Des programmes d’action collectifs 

En 2002, la profession s’est engagée dans la démarche innovante « aquaculture durable » au travers d’un « Document des recommandations » synthétisant les orientations prises par la filière dans le cadre du développement durable sur les points suivants :
  • La protection du personnel et l’épanouissement des hommes
  • La protection de l’Environnement
  • La protection de l’animal
  • L’écoute et la protection du consommateur
  • Le développement local
Un guide des bonnes pratiques sanitaires en élevages piscicoles à notamment vu le jour. Dans la lignée de son engagement de 2002, afin de s’évaluer et de suivre ses pratiques, la profession a développé à partir de 2006 un outil d’analyse de sa durabilité : l’outil IDAqua. Basé sur des indicateurs de développement durable, issu d’une co-construction entre professionnels, organismes de recherche, administrations et instituts techniques, cet outil permet à tout pisciculteur de réaliser un bilan environnemental, économique et socio-territorial de son exploitation. Le programme ProPre (2009-2011) s’inscrit dans la continuité de ces différentes actions. Il prévoit par exemple des analyses environnementales poussées sur des sites salmonicoles représentatifs de la diversité française, pour une appréhension plus fine de l’impact des sites sur l’environnement. Les travaux de concertation menés avec les conseillers techniques et les services des Ministères sur les réglementations environnementales, permettent aujourd’hui à la filière de travailler  dans le cadre d’un Plan de Progrès pour l’ensemble de ses acteurs.

Le repeuplement des rivières

Pratiqué dans l’ensemble des cours d’eau de France, le repeuplement a pour but de reconstituer une population de poissons afin d’empoissonner rivières et plans d’eau exploités pour la pêche. C’est une des missions principales des Associations et des Fédérations de Pêche. En 1995, à l’initiative des pisciculteurs, a été créé le Club de la Charte des Salmonidés de Repeuplement dont la politique de qualité qu’il poursuit a pour but de réintroduire dans le milieu naturel des salmonidés conformes aux souhaits actuels des pêcheurs. Cette démarche respecte la faune autochtone et la qualité de l’environnement. Poursuivant cette démarche, la profession s’est récemment engagée avec ses partenaires dans la rédaction d’un guide de bonnes pratiques de repeuplement.

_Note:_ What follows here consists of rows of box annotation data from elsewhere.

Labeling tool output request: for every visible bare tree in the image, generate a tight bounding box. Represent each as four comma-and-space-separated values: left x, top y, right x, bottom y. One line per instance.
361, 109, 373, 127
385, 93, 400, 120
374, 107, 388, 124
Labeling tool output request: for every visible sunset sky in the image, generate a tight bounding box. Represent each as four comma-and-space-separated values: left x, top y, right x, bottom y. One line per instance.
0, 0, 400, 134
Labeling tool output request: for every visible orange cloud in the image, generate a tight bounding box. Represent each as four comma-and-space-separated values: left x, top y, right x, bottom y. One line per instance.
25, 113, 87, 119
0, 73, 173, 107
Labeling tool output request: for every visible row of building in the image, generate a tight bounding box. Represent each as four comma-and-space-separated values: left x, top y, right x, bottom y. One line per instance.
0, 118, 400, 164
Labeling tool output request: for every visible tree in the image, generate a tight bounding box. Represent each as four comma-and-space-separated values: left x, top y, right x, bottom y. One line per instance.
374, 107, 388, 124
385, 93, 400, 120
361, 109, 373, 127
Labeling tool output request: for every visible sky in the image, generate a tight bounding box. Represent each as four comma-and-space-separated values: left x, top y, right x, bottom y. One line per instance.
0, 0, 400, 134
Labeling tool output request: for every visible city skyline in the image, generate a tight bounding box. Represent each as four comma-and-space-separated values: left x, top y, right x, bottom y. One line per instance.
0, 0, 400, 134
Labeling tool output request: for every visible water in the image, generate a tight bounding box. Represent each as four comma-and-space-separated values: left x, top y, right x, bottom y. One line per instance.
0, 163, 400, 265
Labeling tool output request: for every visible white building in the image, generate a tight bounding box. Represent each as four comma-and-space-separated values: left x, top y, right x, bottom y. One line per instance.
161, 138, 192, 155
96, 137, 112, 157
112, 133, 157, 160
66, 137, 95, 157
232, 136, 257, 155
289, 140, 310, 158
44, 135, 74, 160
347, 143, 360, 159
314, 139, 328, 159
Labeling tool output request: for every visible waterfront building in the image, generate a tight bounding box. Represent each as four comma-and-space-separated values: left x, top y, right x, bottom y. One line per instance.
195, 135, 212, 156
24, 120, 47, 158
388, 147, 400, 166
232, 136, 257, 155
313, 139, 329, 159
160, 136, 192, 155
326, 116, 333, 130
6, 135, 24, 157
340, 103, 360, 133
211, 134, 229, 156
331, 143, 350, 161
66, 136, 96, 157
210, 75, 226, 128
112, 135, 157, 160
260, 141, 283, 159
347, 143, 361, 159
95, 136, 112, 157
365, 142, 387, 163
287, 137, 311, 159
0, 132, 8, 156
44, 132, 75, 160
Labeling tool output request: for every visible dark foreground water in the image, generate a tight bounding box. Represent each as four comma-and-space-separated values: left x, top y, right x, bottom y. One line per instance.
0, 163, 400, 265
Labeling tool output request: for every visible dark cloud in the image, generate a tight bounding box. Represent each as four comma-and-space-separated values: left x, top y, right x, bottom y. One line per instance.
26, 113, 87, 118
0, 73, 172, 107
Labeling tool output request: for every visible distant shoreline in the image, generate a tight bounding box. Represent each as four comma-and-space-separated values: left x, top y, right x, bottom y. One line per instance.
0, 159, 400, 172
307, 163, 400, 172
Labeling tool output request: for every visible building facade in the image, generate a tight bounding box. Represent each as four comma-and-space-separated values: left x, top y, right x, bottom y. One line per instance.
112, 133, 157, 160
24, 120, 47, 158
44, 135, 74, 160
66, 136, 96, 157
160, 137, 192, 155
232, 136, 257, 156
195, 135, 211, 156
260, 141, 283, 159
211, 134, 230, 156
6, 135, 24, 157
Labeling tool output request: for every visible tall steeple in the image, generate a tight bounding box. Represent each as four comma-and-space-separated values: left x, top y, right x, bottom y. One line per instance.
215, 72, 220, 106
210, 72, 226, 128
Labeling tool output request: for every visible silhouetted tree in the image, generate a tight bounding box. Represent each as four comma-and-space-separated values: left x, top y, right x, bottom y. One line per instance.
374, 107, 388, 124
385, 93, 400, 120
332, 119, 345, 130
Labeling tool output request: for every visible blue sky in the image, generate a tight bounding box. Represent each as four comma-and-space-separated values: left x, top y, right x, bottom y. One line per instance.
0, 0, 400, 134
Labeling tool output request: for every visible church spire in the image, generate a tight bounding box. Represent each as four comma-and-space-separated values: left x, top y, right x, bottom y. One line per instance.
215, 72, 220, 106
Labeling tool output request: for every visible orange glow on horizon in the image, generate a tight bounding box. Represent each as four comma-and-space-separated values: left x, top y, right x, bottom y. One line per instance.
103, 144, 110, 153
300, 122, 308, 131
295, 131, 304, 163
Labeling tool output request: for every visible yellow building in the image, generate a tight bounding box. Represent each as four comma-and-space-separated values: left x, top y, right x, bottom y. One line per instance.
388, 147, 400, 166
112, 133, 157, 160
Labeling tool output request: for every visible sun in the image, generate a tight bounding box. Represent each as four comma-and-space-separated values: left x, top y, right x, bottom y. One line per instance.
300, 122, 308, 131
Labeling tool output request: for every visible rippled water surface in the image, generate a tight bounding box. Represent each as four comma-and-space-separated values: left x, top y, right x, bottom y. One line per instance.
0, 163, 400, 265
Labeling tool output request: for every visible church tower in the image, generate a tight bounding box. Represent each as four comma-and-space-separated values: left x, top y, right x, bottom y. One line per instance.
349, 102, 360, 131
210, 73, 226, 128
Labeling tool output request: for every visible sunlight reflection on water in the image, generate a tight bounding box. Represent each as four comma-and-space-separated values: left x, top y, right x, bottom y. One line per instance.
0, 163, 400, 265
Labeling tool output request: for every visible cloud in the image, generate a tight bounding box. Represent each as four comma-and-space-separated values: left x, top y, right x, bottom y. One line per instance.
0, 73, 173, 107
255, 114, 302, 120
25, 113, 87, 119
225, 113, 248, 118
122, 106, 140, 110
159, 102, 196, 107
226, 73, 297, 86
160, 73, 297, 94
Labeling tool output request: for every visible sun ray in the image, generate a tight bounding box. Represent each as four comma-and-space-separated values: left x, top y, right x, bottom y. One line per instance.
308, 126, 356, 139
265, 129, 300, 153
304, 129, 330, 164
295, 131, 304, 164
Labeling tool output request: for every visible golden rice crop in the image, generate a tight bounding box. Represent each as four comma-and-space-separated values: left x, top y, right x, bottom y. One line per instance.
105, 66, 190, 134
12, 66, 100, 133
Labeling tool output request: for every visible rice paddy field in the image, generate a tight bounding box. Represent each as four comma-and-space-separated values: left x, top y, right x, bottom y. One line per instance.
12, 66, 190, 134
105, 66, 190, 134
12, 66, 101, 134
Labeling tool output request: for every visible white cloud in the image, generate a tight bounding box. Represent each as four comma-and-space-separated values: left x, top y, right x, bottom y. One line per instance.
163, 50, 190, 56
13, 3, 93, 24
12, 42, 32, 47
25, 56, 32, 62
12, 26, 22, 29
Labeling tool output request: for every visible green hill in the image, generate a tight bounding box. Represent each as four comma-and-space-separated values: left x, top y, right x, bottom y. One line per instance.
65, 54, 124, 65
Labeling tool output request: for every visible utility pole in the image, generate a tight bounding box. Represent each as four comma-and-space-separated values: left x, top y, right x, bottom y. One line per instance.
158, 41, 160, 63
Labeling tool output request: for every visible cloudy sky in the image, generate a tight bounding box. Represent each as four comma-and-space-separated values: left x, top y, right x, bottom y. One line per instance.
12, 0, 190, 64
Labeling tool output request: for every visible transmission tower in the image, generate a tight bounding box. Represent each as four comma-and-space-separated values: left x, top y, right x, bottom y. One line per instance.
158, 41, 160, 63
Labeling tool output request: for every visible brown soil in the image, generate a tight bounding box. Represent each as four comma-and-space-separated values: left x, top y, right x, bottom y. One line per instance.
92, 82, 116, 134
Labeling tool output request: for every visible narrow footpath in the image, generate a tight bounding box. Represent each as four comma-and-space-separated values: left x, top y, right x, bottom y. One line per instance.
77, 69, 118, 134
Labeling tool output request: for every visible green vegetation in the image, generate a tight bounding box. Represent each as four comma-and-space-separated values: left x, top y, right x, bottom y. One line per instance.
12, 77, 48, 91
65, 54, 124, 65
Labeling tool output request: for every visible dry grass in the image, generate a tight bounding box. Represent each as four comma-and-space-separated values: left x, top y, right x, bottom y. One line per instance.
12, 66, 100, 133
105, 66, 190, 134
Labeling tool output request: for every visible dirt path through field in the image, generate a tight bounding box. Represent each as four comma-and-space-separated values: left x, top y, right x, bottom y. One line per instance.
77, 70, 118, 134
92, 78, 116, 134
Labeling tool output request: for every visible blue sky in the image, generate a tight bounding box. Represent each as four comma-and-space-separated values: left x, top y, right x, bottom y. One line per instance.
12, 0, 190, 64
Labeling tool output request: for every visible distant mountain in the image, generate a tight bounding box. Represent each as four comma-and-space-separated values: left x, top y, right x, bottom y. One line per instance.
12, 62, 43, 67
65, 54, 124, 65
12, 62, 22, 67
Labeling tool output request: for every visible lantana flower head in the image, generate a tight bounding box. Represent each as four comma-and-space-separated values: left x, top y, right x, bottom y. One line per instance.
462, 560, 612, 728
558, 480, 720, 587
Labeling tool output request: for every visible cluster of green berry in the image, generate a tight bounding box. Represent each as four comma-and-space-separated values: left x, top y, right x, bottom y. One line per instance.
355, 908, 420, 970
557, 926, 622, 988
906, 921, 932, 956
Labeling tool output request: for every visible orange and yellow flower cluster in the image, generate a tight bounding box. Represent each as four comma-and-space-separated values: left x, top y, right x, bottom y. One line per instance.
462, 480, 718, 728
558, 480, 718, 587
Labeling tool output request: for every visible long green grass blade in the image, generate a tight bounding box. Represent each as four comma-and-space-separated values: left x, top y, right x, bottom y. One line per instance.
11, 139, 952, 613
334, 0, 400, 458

En mer, comme en rivière, la qualité de l’eau est vitale pour le bien-être des poissons

L’environnement et la qualité de l’eau sont au coeur des préoccupations des professionnels piscicoles. A la fois acteur et dépendant du milieu, le pisciculteur assure une vigilance permanente de la qualité de l’eau pour préserver la bonne croissance et la santé des poissons.
Les sites d’élevage font l’objet d’un suivi sanitaire rigoureux, exercé par différents acteurs : administration, vétérinaires et GDS (Groupements de Défense Sanitaire). Avec la mise en place, dès 2004, d’un « guide de bonnes pratiques sanitaires », le développement de la prévention via un plan de suivi zoosanitaire, la progression de la vaccination, ou encore celle de la qualification indemne sur le territoire, la filière piscicole travaille en permanence à la bonne santé et au bien-être des poissons pour maîtriser l’impact
de son activité sur le milieu. Au-delà des progrès techniques sur la connaissance de l’impact de l’activité piscicole, l’insertion environnementale de la pisciculture est aussi portée par la territorialité, et les fonctions positives pour le milieu (sentinelle de la qualité de l’eau, gestion des zones humides, maintien des écosystèmes et de la biodiversité) et l’économie locale.